S
ouvenez-vous. Vous êtes en vacances, le soleil brille, la vie est belle. Il vous prend alors l'envie irrépressible de le faire savoir aux amis et à la famille restés au pays. Mais soudain, angoisse, panique, horreur, il va falloir écrire une carte postale... et vous ne savez pas quoi dire. C'est à ce moment que vous vous imaginez dans la peau d'un Victor Hugo, misérable devant sa feuille blanche, ou, selon vos références, d'un Laurent Ruquier, incapable de pondre la dernière connerie qu'il bafouillera à la radio.
Bien des choses, d'abord pièce de théâtre avant d'être adapté en livre, c'est un peu tout cela, un condensé de l'histoire de la carte postale.

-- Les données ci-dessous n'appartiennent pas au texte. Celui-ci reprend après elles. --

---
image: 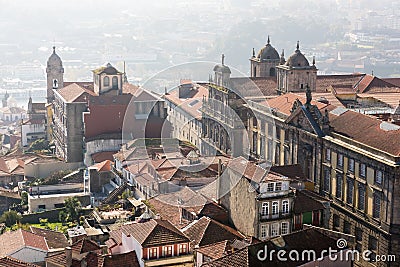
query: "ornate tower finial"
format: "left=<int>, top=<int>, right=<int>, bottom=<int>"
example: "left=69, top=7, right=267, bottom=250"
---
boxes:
left=306, top=84, right=312, bottom=105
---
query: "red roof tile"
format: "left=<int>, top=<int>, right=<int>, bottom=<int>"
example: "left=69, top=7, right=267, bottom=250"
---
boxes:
left=182, top=217, right=244, bottom=247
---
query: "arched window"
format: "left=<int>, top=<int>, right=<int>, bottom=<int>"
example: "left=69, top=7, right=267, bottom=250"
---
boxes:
left=269, top=68, right=275, bottom=76
left=103, top=76, right=110, bottom=86
left=112, top=76, right=118, bottom=89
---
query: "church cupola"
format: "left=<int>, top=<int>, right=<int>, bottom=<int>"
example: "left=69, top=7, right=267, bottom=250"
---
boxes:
left=46, top=46, right=64, bottom=103
left=250, top=35, right=281, bottom=77
left=92, top=63, right=124, bottom=95
left=214, top=54, right=231, bottom=87
left=276, top=41, right=318, bottom=93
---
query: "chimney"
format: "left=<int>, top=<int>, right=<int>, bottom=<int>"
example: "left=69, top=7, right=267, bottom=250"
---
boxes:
left=65, top=247, right=72, bottom=267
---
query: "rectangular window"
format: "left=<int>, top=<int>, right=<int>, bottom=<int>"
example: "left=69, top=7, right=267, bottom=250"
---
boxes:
left=375, top=170, right=383, bottom=185
left=359, top=163, right=367, bottom=178
left=343, top=221, right=351, bottom=234
left=275, top=182, right=282, bottom=191
left=336, top=174, right=343, bottom=199
left=324, top=168, right=331, bottom=193
left=346, top=178, right=354, bottom=204
left=261, top=202, right=269, bottom=216
left=267, top=183, right=274, bottom=192
left=260, top=224, right=268, bottom=238
left=179, top=244, right=187, bottom=255
left=282, top=200, right=289, bottom=214
left=271, top=223, right=279, bottom=237
left=325, top=148, right=331, bottom=162
left=358, top=184, right=365, bottom=210
left=349, top=158, right=354, bottom=173
left=372, top=195, right=381, bottom=218
left=281, top=222, right=289, bottom=235
left=272, top=201, right=278, bottom=215
left=337, top=153, right=343, bottom=169
left=148, top=248, right=158, bottom=259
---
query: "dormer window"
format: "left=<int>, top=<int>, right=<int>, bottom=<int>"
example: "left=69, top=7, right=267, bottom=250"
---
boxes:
left=103, top=76, right=110, bottom=86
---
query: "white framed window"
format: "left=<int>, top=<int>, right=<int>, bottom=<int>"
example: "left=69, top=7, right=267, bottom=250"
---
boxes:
left=267, top=183, right=274, bottom=192
left=147, top=248, right=158, bottom=259
left=271, top=223, right=279, bottom=237
left=272, top=201, right=279, bottom=215
left=261, top=202, right=269, bottom=216
left=275, top=182, right=282, bottom=191
left=375, top=170, right=383, bottom=184
left=349, top=158, right=354, bottom=172
left=260, top=224, right=268, bottom=238
left=282, top=200, right=289, bottom=214
left=281, top=222, right=289, bottom=235
left=325, top=148, right=331, bottom=162
left=360, top=163, right=367, bottom=177
left=179, top=244, right=188, bottom=255
left=337, top=153, right=343, bottom=168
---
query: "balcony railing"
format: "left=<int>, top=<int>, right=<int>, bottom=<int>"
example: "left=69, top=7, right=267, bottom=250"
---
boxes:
left=260, top=212, right=292, bottom=222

Petit morceau de carton porteur de nouvelles, ou du moins les meilleures, celles qu'on veut partager, dont on n'a pas honte, elle témoigne d'une tradition qui, bien que menacée par l'essor des nouvelles technologies, n'en a pas moins la vie dure. Petite manie désuète dans un monde où le tout à la modernité ne souffre que peu de contestation.
François Morel, partant du cas particulier pour toucher à l'universel, rassemble dans cet ouvrage atypique, ni roman, ni bande dessinée, la correspondance estivale entre la famille Brochon et la famille Rouchon. Et tout y passe ! Entre les disputes de ménage et les anecdotes cocasses, le plaisir d'être parti et, il faut bien le reconnaître, une certaine nostalgie pour son petit « chez soi » et ses émissions télé préférées, l'auteur dresse un portrait amusé et amusant du vacancier moyen. Toujours bien tournés, les textes parviennent à faire rire sans jamais vraiment se moquer, portant un regard plus attendri que véritablement critique sur des comportements qui prêtent naturellement à sourire.
Bénéficiant de la participation de Rabaté, qui illustre ces quelques missives de dessins croqués sur le vif, Bien des choses fait de sa légèreté son maître atout. Il assume clairement son côté purement anecdotique et se hisse au rang d'une curiosité à déguster sans modération, dans le même esprit que l'excellent Farniente de Trondheim et Hérody.